Short-chain fatty acids (SCFAs), such as propionic and
butyric acids have been touted as potential therapeutic interventions that can ameliorate diabetic pathogenesis. However, SCFAs are low-molecular-weight (LMW) compounds that have limited clinical use due to unfavorable pharmacokinetics, off-target effects, poor palatability and unpleasant odor. Hence, to improve the therapeutic utilization of SCFAs, the
enzyme metabolizable block copolymers, [poly(
ethylene glycol)-b-poly(vinyl
ester)s], possessing
propionate and
butyrate esters were synthesized, which formed stable nanoparticles by self-assembling under physiological conditions. In this study, the therapeutic efficacy of
propionic acid- and
butyric acid-based self-assembling nanoparticles (PNP/BNP) was evaluated in a mouse model of
type 2 diabetes mellitus through ad libitum drinking.
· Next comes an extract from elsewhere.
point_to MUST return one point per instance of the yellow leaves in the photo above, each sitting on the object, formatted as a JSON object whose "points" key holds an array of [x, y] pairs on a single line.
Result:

The conventional
antidiabetic drug,
exenatide- and BNP-treated mice showed the highest
glucose tolerance, whereas LMW SCFAs remained ineffective in normalizing
glucose homeostasis. The better efficacy of BNP over the LMW SCFAs was attributable to (i) higher consumption of BNP than the LMW SCFAs by the mice (good palatability and odorless), (ii) prolonged residence time of BNP (48 h) in the gastro-intestinal tract (muco-adhesion) contributing to intestinal
enzyme-mediated sustained release of
butyric acid, and (iii) negligible off-target effects (no abrupt rise in the bloodstream). The aforementioned data suggest that SCFA-based nanoparticles are more potential therapeutic interventions than LMW SCFAs for
metabolic diseases such as diabetes.